Un beau soir d’été, entre le pavillon français et le Petit Trianon, non loin de son petit théâtre de poche, son théâtre de société, un petit trait de roses et d’églantine ! des petits théâtres de verdure tout autour ! L’esprit anglais n’est pas loin ! Il faudrait dire au château de Versailles de servir des fraises à la crème de Normandie…près du pavillon frais, tout fraichement restauré… avec du champagne pas trop glacé bien entendu… « de ces profondeurs pétillantes d’où plus rien n’existe »… un de ces champagnes officiel de la cour de Grande-Bretagne qu’il est inutile de citer ici…
I know a bank where the wild thyme blows,
Je connais un talus où viennent thym sauvage,
Where oxlips and the nodding violet grows,
Primevère et violette au modeste visage ;
Quite over-canopied with luscious woodbine,
Le hardi chèvrefeuille y déploie un grand dais,
With sweet musk-roses and with eglantine:
Où se mêlent églantines et roses musquées.
Shake Speare /// « Le songe d’une nuit d’été » Acte II, scène 2.
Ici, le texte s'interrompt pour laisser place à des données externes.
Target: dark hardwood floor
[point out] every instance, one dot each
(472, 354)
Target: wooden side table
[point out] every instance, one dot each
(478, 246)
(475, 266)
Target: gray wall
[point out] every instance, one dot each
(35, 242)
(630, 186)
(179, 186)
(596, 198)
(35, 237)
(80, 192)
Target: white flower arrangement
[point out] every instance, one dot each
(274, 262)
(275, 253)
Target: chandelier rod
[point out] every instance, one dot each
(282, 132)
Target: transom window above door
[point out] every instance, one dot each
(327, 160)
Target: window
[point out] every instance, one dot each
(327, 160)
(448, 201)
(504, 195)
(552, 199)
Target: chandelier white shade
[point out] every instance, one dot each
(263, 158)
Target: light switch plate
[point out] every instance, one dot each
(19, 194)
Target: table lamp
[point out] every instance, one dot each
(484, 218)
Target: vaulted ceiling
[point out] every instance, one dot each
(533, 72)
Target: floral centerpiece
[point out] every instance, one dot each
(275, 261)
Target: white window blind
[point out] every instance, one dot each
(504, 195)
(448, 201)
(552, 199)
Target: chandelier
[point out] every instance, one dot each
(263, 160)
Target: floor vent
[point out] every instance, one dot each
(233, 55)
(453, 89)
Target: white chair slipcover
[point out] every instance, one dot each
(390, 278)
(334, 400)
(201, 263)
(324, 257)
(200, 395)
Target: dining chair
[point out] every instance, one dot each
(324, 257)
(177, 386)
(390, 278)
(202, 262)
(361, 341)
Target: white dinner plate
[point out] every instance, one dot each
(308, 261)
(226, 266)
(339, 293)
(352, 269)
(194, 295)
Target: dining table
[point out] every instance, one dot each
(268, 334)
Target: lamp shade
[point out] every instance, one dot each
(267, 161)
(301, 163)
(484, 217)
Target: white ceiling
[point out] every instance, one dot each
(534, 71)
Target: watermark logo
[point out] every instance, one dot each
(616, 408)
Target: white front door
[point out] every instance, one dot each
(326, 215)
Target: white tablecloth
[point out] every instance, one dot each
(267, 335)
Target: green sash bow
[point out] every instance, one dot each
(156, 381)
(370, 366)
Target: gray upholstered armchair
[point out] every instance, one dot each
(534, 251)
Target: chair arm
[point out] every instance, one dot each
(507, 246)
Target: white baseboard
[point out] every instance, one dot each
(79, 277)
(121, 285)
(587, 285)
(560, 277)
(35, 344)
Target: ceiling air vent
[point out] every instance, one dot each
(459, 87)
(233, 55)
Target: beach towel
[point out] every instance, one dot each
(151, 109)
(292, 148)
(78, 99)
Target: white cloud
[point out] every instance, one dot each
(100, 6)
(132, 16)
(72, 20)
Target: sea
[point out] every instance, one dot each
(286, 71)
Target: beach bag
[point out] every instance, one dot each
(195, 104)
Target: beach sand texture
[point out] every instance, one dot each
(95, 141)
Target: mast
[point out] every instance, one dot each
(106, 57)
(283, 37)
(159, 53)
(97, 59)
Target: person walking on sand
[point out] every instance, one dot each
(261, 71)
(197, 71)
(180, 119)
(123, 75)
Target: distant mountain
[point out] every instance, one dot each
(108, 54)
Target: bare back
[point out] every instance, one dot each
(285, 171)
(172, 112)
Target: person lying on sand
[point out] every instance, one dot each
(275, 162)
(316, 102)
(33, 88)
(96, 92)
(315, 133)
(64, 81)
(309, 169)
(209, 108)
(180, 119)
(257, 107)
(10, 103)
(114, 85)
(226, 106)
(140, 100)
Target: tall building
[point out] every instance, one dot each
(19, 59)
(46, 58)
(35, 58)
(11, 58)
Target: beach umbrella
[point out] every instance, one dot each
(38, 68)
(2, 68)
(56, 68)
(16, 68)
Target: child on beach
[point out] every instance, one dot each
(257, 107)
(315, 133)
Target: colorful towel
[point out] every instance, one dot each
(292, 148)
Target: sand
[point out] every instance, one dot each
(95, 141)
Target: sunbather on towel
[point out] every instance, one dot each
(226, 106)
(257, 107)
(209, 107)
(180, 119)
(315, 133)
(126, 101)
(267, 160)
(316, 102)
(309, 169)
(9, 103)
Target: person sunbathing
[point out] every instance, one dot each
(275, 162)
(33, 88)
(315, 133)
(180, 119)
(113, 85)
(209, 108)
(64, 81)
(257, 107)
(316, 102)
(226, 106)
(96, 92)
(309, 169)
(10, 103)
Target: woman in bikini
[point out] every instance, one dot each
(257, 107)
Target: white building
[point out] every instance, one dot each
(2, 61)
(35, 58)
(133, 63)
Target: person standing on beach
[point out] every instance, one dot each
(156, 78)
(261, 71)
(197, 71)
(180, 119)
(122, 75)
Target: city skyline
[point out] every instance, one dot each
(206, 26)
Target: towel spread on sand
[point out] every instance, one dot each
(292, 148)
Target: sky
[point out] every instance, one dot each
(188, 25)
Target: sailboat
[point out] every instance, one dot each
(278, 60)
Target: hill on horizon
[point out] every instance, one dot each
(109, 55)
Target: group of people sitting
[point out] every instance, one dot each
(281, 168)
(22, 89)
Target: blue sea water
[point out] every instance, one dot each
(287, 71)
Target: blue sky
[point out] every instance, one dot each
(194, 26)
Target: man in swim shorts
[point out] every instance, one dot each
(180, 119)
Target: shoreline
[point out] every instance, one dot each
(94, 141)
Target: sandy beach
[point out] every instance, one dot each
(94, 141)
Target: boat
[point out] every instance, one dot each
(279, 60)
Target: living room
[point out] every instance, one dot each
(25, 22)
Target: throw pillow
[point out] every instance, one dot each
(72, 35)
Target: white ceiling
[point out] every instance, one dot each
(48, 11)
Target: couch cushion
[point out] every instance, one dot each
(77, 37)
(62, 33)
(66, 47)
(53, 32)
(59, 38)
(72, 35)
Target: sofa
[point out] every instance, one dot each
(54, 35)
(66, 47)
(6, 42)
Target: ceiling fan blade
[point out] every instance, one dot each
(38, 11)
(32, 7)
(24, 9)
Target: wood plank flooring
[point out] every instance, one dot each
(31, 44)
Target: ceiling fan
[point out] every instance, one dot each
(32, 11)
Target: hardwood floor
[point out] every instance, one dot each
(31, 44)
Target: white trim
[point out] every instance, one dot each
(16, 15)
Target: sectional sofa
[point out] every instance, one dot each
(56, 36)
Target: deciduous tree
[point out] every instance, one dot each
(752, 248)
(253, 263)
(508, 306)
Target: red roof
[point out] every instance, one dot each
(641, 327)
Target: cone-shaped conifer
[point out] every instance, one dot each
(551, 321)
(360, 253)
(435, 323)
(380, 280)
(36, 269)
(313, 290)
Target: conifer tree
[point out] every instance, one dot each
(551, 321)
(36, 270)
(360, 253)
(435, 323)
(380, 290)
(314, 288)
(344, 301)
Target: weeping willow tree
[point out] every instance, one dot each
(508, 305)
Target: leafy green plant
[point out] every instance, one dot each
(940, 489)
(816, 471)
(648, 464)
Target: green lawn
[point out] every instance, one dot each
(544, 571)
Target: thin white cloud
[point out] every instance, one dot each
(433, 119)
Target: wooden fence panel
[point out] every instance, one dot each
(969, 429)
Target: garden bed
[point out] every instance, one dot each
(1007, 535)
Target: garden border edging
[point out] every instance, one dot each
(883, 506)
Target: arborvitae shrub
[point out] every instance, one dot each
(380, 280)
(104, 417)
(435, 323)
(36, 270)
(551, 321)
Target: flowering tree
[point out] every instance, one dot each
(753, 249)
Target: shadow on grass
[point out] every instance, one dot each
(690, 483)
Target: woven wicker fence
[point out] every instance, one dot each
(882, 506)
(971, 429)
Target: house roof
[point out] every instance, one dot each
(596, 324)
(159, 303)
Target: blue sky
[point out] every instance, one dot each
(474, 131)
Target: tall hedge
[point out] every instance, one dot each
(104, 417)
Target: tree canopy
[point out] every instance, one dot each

Texte et photo de Thomas Drelon
[1] On citera donc tout de même le parc Monceau à Paris, les jardins de Méréville, les parcs d’Ermenonville, de Balbi (Versailles), le désert de Retz (Chambourcy) plus récemment au XXème siècle les superbes jardins de Groussay (autre ouvrage – en trois parties et quatre volumes – de Pierre Arizzoli-Clémentel, dédié à Charles de Beistegui). Et on ne résiste pas d’évoquer la fameuse et délicieuse folie d’Artois à Bagatelle au bois de Boulogne et la folie de Saint-James à Neuilly.